Krise oder keine Krise? Auf jeden Fall ein paar Probleme

11.11.2017, 10:31 Uhr von:  Sascha
Krise oder keine Krise? Auf jeden Fall ein paar Probleme
Gejubelt wurde nach Apfiff schon länger nicht mehr

So fulminant der Saisonstart, so ernüchternd waren die letzten Auftritte unserer Mannschaft. Und wie immer gibt es nicht den einen Grund, den man ganz leicht abstellen kann. Eine Analyse.

In den letzten Tagen gab es bei den Sportjournalisten ein beliebtes Hobby: den Versuch, einem Verantwortlichen oder Spieler des BVB das Wort „Krise“ zu entlocken. Was ebenso albern ist wie das Rumgeeier auf der Gegenseite, um genau dieses Wort zu vermeiden. Es ist völlig egal, bei welchem Namen man das Kind nun nennt, ein Punkt aus vier Bundesligaspielen ist eine Bilanz, die man sich nur einmal im Lauf einer Saison erlauben darf, wenn man ernsthaft auf einem Platz landen will, der zur Teilnahme an der Champions League berechtigt. Selbst wenn in zwei der vier Spielen Bayern und Leipzig die Gegner waren. Wenn man dann im Betrachtungszeitraum international zusätzlich auch gleich zwei Spiele gegen APOEL Nikosia nicht gewinnen kann, dann braucht sich niemand wundern, wenn von der euphorisierten Anfangsstimmung kaum noch etwas übrig ist.

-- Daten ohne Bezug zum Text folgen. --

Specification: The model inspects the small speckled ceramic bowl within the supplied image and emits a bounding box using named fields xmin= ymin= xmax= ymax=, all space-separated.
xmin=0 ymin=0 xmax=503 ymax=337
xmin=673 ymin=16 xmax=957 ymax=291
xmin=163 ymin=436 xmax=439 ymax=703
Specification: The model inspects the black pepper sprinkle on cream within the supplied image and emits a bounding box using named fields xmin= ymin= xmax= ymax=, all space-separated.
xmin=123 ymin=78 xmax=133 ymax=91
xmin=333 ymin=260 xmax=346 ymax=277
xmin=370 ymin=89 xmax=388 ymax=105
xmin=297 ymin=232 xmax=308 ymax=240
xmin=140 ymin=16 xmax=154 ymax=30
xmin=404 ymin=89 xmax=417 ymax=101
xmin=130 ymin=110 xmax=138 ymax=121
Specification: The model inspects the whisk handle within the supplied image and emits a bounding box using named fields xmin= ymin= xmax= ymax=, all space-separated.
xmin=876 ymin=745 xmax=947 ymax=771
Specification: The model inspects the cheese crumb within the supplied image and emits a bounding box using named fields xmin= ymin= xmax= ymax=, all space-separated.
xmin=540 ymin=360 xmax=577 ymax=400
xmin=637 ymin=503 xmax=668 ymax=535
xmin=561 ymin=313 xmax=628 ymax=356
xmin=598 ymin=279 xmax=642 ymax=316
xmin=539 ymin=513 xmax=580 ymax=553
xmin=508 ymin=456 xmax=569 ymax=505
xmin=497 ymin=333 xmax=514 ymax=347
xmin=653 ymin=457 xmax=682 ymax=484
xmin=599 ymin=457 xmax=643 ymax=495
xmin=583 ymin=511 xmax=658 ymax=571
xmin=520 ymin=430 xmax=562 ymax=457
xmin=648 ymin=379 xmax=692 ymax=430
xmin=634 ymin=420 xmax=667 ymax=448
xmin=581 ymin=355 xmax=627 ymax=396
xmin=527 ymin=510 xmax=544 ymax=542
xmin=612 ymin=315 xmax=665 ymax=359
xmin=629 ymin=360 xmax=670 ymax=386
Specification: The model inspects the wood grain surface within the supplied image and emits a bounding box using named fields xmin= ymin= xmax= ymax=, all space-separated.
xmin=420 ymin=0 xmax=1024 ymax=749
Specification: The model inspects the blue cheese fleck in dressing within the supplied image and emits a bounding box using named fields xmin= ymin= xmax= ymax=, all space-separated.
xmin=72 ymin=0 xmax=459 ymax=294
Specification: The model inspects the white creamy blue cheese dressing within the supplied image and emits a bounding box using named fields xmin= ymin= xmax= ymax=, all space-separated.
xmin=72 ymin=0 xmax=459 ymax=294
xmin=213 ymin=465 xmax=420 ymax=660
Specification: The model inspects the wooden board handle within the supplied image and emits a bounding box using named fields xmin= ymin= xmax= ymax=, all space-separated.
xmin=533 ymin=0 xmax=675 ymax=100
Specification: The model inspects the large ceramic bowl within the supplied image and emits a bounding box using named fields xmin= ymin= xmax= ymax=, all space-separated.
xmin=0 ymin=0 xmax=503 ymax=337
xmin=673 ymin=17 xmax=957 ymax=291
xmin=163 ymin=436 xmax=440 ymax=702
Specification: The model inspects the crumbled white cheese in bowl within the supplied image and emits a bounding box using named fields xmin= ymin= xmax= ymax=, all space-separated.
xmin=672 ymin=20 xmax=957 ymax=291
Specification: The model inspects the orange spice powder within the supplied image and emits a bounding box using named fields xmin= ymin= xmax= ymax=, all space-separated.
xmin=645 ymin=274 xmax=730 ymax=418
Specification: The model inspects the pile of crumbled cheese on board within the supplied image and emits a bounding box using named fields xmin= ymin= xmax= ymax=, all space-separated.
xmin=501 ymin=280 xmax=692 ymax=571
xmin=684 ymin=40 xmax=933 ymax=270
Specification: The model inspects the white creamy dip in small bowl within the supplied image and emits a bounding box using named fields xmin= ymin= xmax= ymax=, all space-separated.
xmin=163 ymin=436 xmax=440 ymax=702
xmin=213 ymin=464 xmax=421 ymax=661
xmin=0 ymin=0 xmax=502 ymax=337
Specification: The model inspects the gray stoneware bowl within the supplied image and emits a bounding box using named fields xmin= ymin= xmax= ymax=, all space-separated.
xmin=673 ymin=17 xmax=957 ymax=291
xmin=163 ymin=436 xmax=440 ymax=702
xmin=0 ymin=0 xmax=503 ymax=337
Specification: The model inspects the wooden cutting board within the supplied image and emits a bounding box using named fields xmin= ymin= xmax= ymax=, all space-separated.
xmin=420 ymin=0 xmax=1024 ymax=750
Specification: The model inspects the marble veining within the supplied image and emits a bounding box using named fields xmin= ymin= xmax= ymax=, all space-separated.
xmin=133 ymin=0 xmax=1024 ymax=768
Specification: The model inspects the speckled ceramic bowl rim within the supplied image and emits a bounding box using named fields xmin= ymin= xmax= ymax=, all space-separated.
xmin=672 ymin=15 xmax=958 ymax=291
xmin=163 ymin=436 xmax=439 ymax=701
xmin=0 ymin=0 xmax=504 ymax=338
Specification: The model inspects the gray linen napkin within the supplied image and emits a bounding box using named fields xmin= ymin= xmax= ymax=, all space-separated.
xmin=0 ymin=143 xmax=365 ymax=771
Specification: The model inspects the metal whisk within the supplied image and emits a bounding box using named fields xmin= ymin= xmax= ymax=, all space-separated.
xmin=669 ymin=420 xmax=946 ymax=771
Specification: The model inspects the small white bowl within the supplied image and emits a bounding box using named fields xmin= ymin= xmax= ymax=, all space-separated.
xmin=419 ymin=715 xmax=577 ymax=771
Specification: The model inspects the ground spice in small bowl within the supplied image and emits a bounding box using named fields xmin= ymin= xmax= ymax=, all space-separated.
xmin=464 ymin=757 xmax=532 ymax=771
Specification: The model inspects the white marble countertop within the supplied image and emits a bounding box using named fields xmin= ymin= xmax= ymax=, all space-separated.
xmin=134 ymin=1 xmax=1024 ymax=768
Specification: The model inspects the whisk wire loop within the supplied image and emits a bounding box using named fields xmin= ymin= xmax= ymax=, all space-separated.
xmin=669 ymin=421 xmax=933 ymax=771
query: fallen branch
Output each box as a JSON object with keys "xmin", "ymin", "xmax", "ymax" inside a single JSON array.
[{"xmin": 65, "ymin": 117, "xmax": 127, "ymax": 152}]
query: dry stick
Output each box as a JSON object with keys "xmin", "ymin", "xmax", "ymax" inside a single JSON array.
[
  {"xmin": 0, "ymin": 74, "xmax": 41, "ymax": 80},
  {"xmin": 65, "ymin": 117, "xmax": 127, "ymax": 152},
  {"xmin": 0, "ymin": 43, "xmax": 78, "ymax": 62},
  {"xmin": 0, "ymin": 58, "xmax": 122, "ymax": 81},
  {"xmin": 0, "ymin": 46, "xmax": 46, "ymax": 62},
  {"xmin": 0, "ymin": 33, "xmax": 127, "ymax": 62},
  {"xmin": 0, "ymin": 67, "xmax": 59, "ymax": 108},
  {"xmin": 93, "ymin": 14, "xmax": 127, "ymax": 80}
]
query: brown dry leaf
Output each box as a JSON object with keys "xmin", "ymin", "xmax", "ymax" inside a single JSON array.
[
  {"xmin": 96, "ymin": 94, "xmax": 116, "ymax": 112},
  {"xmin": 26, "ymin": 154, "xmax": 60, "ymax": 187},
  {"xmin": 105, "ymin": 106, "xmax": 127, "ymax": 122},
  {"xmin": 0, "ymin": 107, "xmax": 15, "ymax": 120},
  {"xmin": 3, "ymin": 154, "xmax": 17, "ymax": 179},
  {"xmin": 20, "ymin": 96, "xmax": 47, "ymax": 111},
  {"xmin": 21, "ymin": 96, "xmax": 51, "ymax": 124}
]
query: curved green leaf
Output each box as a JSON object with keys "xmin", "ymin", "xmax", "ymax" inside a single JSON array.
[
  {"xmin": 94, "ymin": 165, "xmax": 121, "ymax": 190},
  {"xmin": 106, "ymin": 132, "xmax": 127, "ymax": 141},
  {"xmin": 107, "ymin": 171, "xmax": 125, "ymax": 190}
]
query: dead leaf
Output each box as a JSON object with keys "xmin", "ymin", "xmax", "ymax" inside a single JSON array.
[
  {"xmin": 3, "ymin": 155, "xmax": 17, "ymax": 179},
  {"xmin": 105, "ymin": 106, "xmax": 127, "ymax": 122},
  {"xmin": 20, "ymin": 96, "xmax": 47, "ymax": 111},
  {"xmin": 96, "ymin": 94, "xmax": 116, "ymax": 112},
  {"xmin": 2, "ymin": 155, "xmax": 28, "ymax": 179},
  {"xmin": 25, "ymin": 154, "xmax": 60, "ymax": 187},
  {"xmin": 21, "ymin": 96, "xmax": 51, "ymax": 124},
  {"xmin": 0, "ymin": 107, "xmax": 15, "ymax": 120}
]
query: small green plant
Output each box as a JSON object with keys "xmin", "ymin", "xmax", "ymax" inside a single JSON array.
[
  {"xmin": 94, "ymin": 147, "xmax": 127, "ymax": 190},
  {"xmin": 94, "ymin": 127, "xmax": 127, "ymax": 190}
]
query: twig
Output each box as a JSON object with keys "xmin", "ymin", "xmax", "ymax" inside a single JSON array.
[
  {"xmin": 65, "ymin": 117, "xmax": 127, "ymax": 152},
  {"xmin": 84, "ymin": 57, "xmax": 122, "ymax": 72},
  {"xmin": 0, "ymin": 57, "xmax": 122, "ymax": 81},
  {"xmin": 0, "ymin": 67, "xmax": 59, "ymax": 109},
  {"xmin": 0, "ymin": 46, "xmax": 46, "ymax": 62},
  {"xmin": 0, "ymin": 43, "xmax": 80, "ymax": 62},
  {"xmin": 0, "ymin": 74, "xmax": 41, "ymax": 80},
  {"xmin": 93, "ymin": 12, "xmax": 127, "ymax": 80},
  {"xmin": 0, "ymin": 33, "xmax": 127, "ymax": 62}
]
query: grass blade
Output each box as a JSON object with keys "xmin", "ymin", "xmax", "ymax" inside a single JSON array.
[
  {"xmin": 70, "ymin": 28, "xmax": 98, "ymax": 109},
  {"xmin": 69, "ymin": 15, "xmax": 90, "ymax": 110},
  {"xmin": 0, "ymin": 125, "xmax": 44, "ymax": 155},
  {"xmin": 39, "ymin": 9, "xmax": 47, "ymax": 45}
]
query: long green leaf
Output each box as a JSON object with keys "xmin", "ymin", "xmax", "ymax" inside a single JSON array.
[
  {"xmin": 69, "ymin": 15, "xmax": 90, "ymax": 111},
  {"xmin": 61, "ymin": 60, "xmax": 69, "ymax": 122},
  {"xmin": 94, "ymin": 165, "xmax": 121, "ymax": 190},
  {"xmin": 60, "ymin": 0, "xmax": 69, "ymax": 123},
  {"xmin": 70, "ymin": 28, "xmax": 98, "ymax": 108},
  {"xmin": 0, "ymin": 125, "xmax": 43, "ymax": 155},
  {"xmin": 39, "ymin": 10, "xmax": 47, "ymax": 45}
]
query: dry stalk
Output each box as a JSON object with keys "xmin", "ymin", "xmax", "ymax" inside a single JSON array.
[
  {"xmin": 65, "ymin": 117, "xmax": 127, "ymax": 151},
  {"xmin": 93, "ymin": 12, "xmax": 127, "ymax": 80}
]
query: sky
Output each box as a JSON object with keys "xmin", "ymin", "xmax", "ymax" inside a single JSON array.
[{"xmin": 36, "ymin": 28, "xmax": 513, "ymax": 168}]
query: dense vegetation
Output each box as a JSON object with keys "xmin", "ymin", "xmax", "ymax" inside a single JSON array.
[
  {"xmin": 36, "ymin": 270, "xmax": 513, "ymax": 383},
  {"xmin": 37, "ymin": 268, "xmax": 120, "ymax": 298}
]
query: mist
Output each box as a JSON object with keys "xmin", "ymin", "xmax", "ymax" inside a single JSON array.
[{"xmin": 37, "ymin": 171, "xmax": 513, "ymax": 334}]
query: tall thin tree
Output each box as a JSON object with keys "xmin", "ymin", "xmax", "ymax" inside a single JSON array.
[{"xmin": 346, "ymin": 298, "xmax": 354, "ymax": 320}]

Dabei ist rein tabellarisch in der Bundesliga noch nicht allzu viel passiert. Mit zwanzig Punkten steht der BVB auf Platz 3 und die Tordifferenz ist mit + 14 gar die zweitbeste der Liga. Bedenklich ist allein der Trend. Wie bereits erwähnt hat sich die Punktezahl seit dem siebten Spieltag nur um einen mickrigen Zähler erhöht und die Zahl der kassierten Tore stieg von zwei auf vierzehn. Waren wir nach dem Spiel gegen Augsburg noch die Mannschaft mit der deutlich besten Abwehr, so haben mittlerweile gleich sechs Mannschaften hier besser gearbeitet. Besonders nachdenklich sollte der Zeitpunkt dieses Einbruchs kommen. Vor der Saison haben Spieler, Trainer und Leitung vor einem schwierigen Start gewarnt. Es würde Zeit brauchen, bis die Mannschaft die Spielweise von Peter Bosz so verinnerlicht habe, dass sie es gut auf dem Platz umsetzen könne. Fehler verzeiht das von Bosz äußerst offensive 4-3-3 nämlich kaum.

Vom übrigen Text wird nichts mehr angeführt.